وَإِذَا ضَرَبۡتُمۡ فِي ٱلۡأَرۡضِ فَلَيۡسَ عَلَيۡكُمۡ جُنَاحٌ أَن تَقۡصُرُواْ مِنَ ٱلصَّلَوٰةِ إِنۡ خِفۡتُمۡ أَن يَفۡتِنَكُمُ ٱلَّذِينَ كَفَرُوٓاْۚ إِنَّ ٱلۡكَٰفِرِينَ كَانُواْ لَكُمۡ عَدُوّٗا مُّبِينٗا ١٠١
Yolculuk ettiğinizde o küfredenlerin size bir fenalık yapmalarından korkuyorsanız, namazı kısaltmanızda size bir günah olmaz. Gerçekten kafirler sizin açık düşmanlarınızdır.

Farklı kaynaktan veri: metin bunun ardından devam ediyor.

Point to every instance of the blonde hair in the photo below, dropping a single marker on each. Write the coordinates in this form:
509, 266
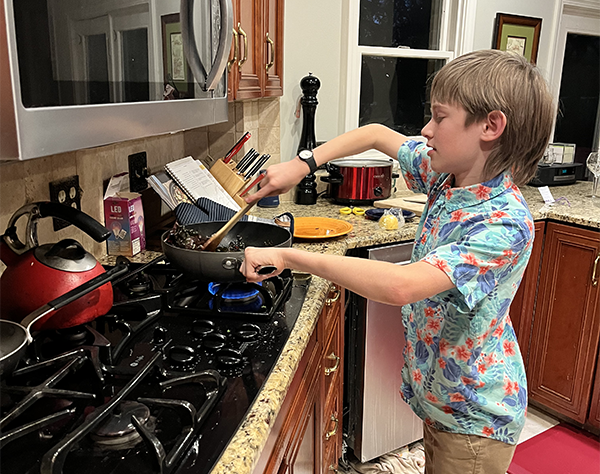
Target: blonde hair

وَإِذَا كُنتَ فِيهِمۡ فَأَقَمۡتَ لَهُمُ ٱلصَّلَوٰةَ فَلۡتَقُمۡ طَآئِفَةٞ مِّنۡهُم مَّعَكَ وَلۡيَأۡخُذُوٓاْ أَسۡلِحَتَهُمۡۖ فَإِذَا سَجَدُواْ فَلۡيَكُونُواْ مِن وَرَآئِكُمۡ وَلۡتَأۡتِ طَآئِفَةٌ أُخۡرَىٰ لَمۡ يُصَلُّواْ فَلۡيُصَلُّواْ مَعَكَ وَلۡيَأۡخُذُواْ حِذۡرَهُمۡ وَأَسۡلِحَتَهُمۡۗ وَدَّ ٱلَّذِينَ كَفَرُواْ لَوۡ تَغۡفُلُونَ عَنۡ أَسۡلِحَتِكُمۡ وَأَمۡتِعَتِكُمۡ فَيَمِيلُونَ عَلَيۡكُم مَّيۡلَةٗ وَٰحِدَةٗۚ وَلَا جُنَاحَ عَلَيۡكُمۡ إِن كَانَ بِكُمۡ أَذٗى مِّن مَّطَرٍ أَوۡ كُنتُم مَّرۡضَىٰٓ أَن تَضَعُوٓاْ أَسۡلِحَتَكُمۡۖ وَخُذُواْ حِذۡرَكُمۡۗ إِنَّ ٱللَّهَ أَعَدَّ لِلۡكَٰفِرِينَ عَذَابٗا مُّهِينٗا ١٠٢
Sen içlerinde olup da onlara namaz kıldırdığında içlerinden bir kısmı seninle beraber namaza dursun, silahlarını da yanlarına alsınlar, bunlar secdeye vardıklarında diğer kısım arkanızda beklesinler, sonra henüz namaz kılmamış olan diğer kısım gelsin seninle beraber kılsınlar ve ihtiyatlı bulunup silahlarını da yanlarına alsınlar. Kafirler silahlarınızdan ve eşyanızdan gafil bulunsanız da size ani bir baskında bulunsunlar diye arzu ederler. Eğer yağan yağmurdan bir güçlüğe uğrarsanız veya hasta olursanız, silahları bırakmanızda bir mahzur yoktur. Bununla beraber ihtiyatı elden bırakmayın. Çünkü Allah kafirler için alçaltıcı bir azap hazırlamıştır.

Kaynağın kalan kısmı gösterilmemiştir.